Comment 2 Robert Rati 2008-10-01 15:51:22 UTC
The condor_master log file has the following entries:
10/1 11:31:03 ******************************************************
10/1 11:31:03 ** condor_master (CONDOR_MASTER) STARTING UP
10/1 11:31:03 ** /usr/sbin/condor_master
10/1 11:31:03 ** $CondorVersion: 7.0.4 Sep 24 2008 BuildID: RH-7.0.4-4.fc8 $
10/1 11:31:03 ** $CondorPlatform: I386-LINUX_F8 $
10/1 11:31:03 ** PID = 13704
10/1 11:31:03 ** Log last touched 10/1 11:28:52
10/1 11:31:03 ******************************************************
10/1 11:31:03 Using config source: /etc/condor/condor_config
10/1 11:31:03 Using local config sources:
10/1 11:31:03    /usr/libexec/condor/condor_generate_config.sh /var/lib/condor|
10/1 11:31:03 DaemonCore: Command Socket at <10.16.65.100:49070>
10/1 11:31:03 ERROR: Unable to find collector info in configuration file!!!

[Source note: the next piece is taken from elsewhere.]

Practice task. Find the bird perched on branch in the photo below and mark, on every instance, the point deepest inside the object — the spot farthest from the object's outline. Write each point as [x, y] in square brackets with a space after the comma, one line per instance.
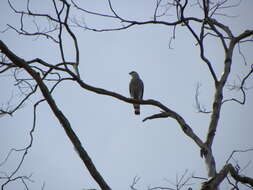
[136, 89]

When the following entries are changed in the condor_ha_central_manager config:
COLLECTOR_HOST = host1,host2,host3
REPLICATION_LIST = host1:41450,host2:41450,host3:41450
HAD_LIST = host1:51450,host2:51450,host3:51450

the segfault still occurs with the following errors in MasterLog:

10/1 11:42:47 ******************************************************
10/1 11:42:47 ** condor_master (CONDOR_MASTER) STARTING UP
10/1 11:42:47 ** /usr/sbin/condor_master
10/1 11:42:47 ** $CondorVersion: 7.0.4 Sep 24 2008 BuildID: RH-7.0.4-4.fc8 $
10/1 11:42:47 ** $CondorPlatform: I386-LINUX_F8 $
10/1 11:42:47 ** PID = 13750
10/1 11:42:47 ** Log last touched 10/1 11:31:03
10/1 11:42:47 ******************************************************
10/1 11:42:47 Using config source: /etc/condor/condor_config
10/1 11:42:47 Using local config sources:
10/1 11:42:47    /usr/libexec/condor/condor_generate_config.sh /var/lib/condor|
10/1 11:42:47 DaemonCore: Command Socket at <10.16.65.100:54759>
10/1 11:42:47 IPVERIFY: unable to resolve IP address of host1
10/1 11:42:47 IPVERIFY: unable to resolve IP address of host2
10/1 11:42:47 IPVERIFY: unable to resolve IP address of host3
10/1 11:42:47 IPVERIFY: unable to resolve IP address of host1
10/1 11:42:47 IPVERIFY: unable to resolve IP address of host2
10/1 11:42:47 IPVERIFY: unable to resolve IP address of host3
10/1 11:42:47 IPVERIFY: unable to resolve IP address of host1
10/1 11:42:47 IPVERIFY: unable to resolve IP address of host2
10/1 11:42:47 IPVERIFY: unable to resolve IP address of host3

Comment 3 Robert Rati 2008-10-01 18:43:19 UTC
When doing this testing, there was also an HA schedd configured that pointed to a shared FS that was not writable by condor.  This seems to be the cause of the segfault.  The following config was used:

MASTER_HA_LIST = $(MASTER_HA_LIST), SCHEDD
SPOOL = /mnt/sharedfs
HA_LOCK_URL = file:/mnt/sharedfs
VALID_SPOOL_FILES = SCHEDD.lock
SCHEDD_NAME = ha-schedd@

and /mnt/sharedfs was not writable by the condor user.

Comment 4 Robert Rati 2008-11-06 16:10:23 UTC
Bug seems to be fixed in the 7.1.x series.  Starting an HA Schedd pointing to a shared file system that condor doesn't have write access to produces an error message about log file generation permission problems instead of seg faulting.